The main reason for the lack of results, however, is a deeper problem: The U.N. Secretariat, despite its constant invocations of global reform, doesn’t seem to want things to be different. Neither the U.N. Secretary General nor his top managers, the report notes, have removed some fundamental obstacles to change in what the report calls DGACM’s “dual-governance arrangement.”
At the heart of the problem is the fact that while the head of the conference bureaucracy in New York is responsible for the huge overall budget of the conference department, the investigators say, the authority for how the funds are spent outside of headquarters remains with the heads of the Geneva, Nairobi and Vienna offices.
The announced 2010-2011 budgetary spending in those three outlying offices amounts to about $325 million — or about 42 percent of the global total.
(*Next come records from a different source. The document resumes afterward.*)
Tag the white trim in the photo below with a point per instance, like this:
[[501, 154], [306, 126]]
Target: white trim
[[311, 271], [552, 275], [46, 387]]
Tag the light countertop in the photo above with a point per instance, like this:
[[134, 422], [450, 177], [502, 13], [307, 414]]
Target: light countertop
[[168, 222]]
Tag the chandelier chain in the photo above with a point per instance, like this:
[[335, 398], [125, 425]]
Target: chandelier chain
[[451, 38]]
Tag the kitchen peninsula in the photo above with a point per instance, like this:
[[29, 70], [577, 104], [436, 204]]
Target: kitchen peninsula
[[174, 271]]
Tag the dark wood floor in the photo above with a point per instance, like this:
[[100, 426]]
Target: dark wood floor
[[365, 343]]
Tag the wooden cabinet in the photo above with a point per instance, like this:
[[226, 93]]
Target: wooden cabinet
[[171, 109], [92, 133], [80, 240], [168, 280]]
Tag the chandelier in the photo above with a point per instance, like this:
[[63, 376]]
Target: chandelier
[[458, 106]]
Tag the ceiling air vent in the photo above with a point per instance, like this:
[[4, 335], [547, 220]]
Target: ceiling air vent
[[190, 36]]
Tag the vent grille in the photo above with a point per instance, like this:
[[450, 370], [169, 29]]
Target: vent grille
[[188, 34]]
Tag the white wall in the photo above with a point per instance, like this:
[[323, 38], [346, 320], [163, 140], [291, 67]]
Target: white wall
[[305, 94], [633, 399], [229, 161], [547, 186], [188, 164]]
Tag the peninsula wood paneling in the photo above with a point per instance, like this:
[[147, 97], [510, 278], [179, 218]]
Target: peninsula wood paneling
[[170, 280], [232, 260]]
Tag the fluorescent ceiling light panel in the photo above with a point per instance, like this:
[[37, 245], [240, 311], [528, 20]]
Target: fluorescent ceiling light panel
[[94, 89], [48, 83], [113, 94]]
The offices also have about 47 percent of the global conference staff.
(The $778 million total figure for the entire conference department includes “regular,” “extrabudgetary” and “shared” spending. Under the normal U.N. rules for cost sharing, the U.S. would be responsible for 22 percent of the so-called “regular” two-year budget that forms most of that total, or about $147 million, as well as undetermined parts of the rest.)
In other words, there is no incentive for the bureaucracy outside New York City to change its ways. Indeed, the report says, many staffers at the conference bureaucracy’s outlying offices see their different ways of doing things “as an insurmountable obstacle” to exactly the kind of reform the organization claims to seek.
Ban Ki-moon himself has most recently kept the “dual-governance arrangement” in place.
As recently as March 2009 — around the same time that the OIOS evaluation of the conference bureaucracy began — Ban announced the reorganization of the U.N.’s Nairobi office in a bulletin that kept the decentralized “management challenge,” as the OIOS report puts it, as the basis for the office’s operations.
Nonetheless, in a document to the General Assembly dated July 19, 2009, entitled “Pattern of Conferences,” Ban declared that his conference department in 2008 had “pushed ahead” in the “implementation of its reform process.”
The same document also said it was “largely in agreement” with the evaluation of that reform carried out by OIOS — then began a lengthy rebuttal by adding that it “does not share the pessimistic tone and tenor of the report regarding the very existence of integrated global management having only a marginal effect.”
Ban’s report claimed that two of the three information technology projects were either being “pursued energetically” or had “advanced considerably.” The document planning project, Ban admitted, had “encountered challenges” and “would require further redesigning and implementation in 2010.”
Ban’s document further says that in 2008 “the head of the [conference] department began to exercise more deliberately and forcefully the mandate” to direct the use of his bureaucracy’s huge resources, even without the “attribution of direct managerial authority” to do so.
Meantime, the much touted Integrated Global Management Initiative is still supposedly chugging ahead, through the tangled and expensive world of U.N. conferences.
UPDATE: October 22, 2009:
On the same day that FOX News published this report, the General Assembly’s Advisory Committee on Administrative and Budgetary Questions (ACABQ), an oversight group that represents all U.N. member states, issued its own criticism of the DGACM reform effort — and Secretary-General Ban’s defense of it. The ACABQ report was posted on U.N. Web sites on Oct. 21. Among other things, the ACABQ declared that it was “disappointed to learn” that after spending several years on its document planning project, the Secretariat’s conference department “will, in essence, have to start again from the beginning.” The oversight committee also recommended that Ban’s next report on the “Pattern of Conferences” specifically detail the steps the bureaucracy had taken to make the Integrated Global Management Initiative work better.